The peloton Tour De France 2015 stage 2 Gouda

The cycling benefit of work balance

I have done many long-distance cycle trips in Europe and North America, during the trips I had plenty of time to think about life in general and whatever comes up during a ride, lately, I been thinking about work balance and what cycling can teach.

While in the saddle, pedaling for eight hours a day, a typical day in the office for a busy professional, on the road you ride in all sorts of weather conditions. Coping with torrential rain throughout the day and night does build grit and resilience. Daily eight-hour bike rides give you a meditative period to sort out all the issues in your life – looking back and planning forward.

Training

While training for my long-rides – I work out with a local cycling club, when you are riding in a peloton there is a need of co-operation as people move to the front of the pack, cycle hard and then drop back to let others do the work for a spell. You automatically establish a group dynamics and teamwork, that comes naturally to the experienced riders in the peloton and can be difficult to newer riders with less peloton experience.

Rules of peloton

The rules of the peloton are that the cyclists at the front break the wind and set the pace as others in the team relax, caught in the draft, their work made easier. The cyclist in the front – pedal at a faster pace for five minutes than they would over the whole duration of a bike ride, they are carrying the rest of the peloton for that 5 minute period, knowing that they too will be able to relax once they have done their duty and can drop back.
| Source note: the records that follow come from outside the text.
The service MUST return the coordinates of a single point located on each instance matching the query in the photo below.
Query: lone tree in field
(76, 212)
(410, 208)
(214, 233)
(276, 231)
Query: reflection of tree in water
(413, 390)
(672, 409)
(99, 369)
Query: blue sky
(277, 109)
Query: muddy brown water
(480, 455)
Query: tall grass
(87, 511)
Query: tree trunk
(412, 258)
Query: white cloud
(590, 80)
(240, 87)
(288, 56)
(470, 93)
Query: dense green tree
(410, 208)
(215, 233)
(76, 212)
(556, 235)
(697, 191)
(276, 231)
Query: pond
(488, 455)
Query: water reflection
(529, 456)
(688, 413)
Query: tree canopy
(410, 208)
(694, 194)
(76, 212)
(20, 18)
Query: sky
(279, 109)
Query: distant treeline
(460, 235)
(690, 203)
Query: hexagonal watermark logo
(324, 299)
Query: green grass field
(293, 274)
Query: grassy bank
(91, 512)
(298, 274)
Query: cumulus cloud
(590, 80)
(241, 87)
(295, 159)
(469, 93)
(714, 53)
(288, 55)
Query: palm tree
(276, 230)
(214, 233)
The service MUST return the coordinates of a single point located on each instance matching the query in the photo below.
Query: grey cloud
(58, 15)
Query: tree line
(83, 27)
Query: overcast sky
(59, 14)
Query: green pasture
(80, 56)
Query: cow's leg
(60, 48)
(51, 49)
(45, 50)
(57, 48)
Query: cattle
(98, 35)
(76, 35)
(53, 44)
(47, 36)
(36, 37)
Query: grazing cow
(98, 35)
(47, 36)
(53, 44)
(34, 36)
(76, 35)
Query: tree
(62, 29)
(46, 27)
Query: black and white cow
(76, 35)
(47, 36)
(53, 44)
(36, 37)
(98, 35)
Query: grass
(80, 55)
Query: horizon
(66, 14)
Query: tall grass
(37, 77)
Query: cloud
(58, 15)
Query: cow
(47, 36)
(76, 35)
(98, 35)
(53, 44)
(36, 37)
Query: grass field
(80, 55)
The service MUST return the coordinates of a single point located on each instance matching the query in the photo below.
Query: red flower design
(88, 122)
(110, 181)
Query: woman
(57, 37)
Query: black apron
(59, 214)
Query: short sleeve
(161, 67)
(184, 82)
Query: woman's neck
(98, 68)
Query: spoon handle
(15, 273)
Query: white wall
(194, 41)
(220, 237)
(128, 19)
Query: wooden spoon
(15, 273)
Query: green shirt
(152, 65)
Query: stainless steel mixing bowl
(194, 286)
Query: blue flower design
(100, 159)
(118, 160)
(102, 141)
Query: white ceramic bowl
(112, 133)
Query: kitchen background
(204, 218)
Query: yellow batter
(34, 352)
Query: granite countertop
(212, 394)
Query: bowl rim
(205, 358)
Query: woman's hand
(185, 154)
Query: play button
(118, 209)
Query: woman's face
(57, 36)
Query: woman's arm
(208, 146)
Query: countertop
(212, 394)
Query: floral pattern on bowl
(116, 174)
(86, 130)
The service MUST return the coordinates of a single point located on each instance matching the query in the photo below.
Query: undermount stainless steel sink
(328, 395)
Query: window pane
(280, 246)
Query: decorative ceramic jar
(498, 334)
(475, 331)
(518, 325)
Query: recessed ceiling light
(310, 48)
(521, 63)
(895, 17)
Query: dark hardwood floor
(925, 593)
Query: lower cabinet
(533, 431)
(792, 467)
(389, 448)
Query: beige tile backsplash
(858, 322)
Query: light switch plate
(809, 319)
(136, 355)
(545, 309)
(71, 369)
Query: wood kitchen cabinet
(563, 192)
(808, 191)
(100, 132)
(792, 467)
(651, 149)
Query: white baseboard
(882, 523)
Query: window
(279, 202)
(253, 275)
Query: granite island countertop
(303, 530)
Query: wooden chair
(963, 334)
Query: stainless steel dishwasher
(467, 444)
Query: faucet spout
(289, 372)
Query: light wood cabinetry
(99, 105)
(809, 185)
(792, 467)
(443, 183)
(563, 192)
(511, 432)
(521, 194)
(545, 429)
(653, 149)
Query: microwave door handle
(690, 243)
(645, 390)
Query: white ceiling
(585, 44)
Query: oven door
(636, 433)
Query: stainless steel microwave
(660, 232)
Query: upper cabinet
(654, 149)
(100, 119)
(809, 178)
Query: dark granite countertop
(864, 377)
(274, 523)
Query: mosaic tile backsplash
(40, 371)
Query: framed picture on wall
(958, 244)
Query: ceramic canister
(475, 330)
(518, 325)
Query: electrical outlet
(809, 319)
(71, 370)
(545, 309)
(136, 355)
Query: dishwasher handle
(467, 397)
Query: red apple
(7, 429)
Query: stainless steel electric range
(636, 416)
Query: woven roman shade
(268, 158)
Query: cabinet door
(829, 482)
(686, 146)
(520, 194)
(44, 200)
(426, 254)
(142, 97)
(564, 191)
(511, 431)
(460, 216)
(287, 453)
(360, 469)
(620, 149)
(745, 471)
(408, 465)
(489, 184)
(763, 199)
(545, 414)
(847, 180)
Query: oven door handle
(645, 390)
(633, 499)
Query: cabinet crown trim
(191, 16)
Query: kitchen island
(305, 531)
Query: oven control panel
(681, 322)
Every member of that peloton needs to pay attention, riding tightly, to avoid crashes, while gaining efficiencies: the classic risk-reward. Peloton riding – teamwork – can yield efficiencies in the 10-20 percent range easily, while also increasing each individual speed.

Multi-day rides

When you riding multi-day rides, each day in the saddle required considerable effort, the salami approach was my key strategy. I would start each morning to set the goal for the day, telling myself that I had to get to the halfway point by lunchtime, and then I set another goal to go to the end of the day. This allows me to set small goals that become a big goal if I complete it.

Small Goals

What you can learn from setting small goals, is that vision thing – allowing for failure. You have to relax and know that it would take time and allowed for it and so it becomes your daily mission. Measuring progress is important to me, I keep two systems to measure distance and speed so I can view how I’m doing day over day, it gives me a psychological boost of being aware of progress.
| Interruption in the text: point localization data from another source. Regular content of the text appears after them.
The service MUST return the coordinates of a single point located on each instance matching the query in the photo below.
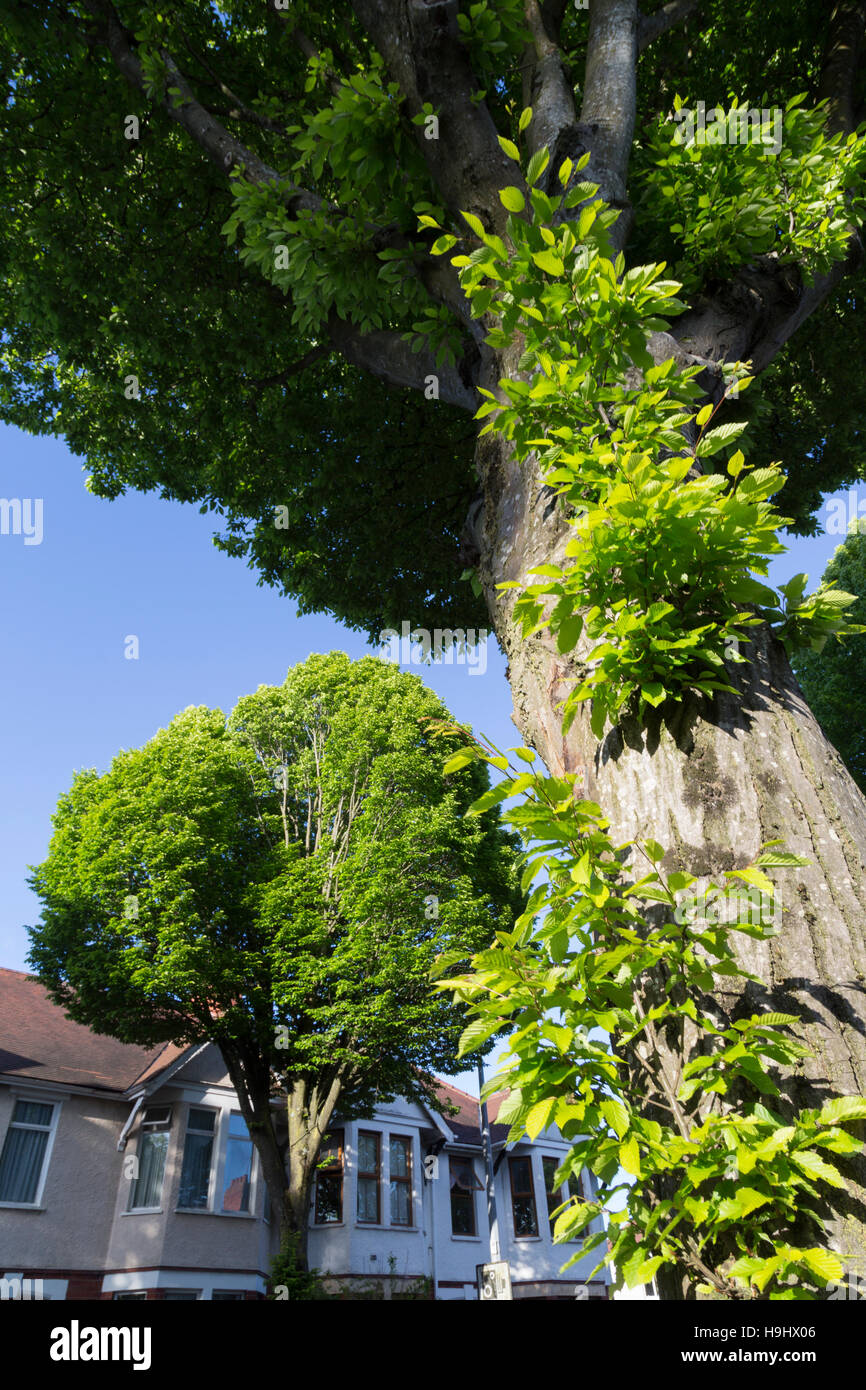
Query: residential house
(128, 1173)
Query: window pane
(462, 1212)
(399, 1157)
(21, 1164)
(524, 1216)
(195, 1178)
(401, 1204)
(367, 1153)
(148, 1187)
(367, 1198)
(237, 1179)
(328, 1197)
(521, 1175)
(31, 1112)
(202, 1119)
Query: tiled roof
(38, 1041)
(466, 1125)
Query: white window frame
(28, 1097)
(150, 1127)
(223, 1111)
(412, 1223)
(214, 1155)
(223, 1158)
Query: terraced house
(129, 1173)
I also use a navigation tool, I use two as it is always good to have a backup system, if one fails you have a backup system, this is a very common strategy in IT environments.

Management

Management is about managing risks: mitigate or accept the risk. The risk-management approach I took before I head out on a multi-day ride is that I do an analysis of possible points of failures that can happen to me or my bike, I also spend time to analyze the route I’m taking, where I will stop for the night, backup plan if I can not get to the planned stop. Possible failure to the bike, so I can bring extra parts to fix anything on the road.

Mental challenge

The mental challenge of a multi-day long bike ride is an unknown territory, you do not know what you going to feel or how your body will react, you can only test that by planning training rides, testing yourself on one ride by riding hours without water and food, on another ride you eat and drink every hour, it is to build up your memory bank of recognizing risks. You need to be aware of these risks, you may not be able to find any mitigation strategy available to you, knowing the risks are key.

Long bike rides are great it gives you memories for life, makes you feel more confident about life’s next set of challenges.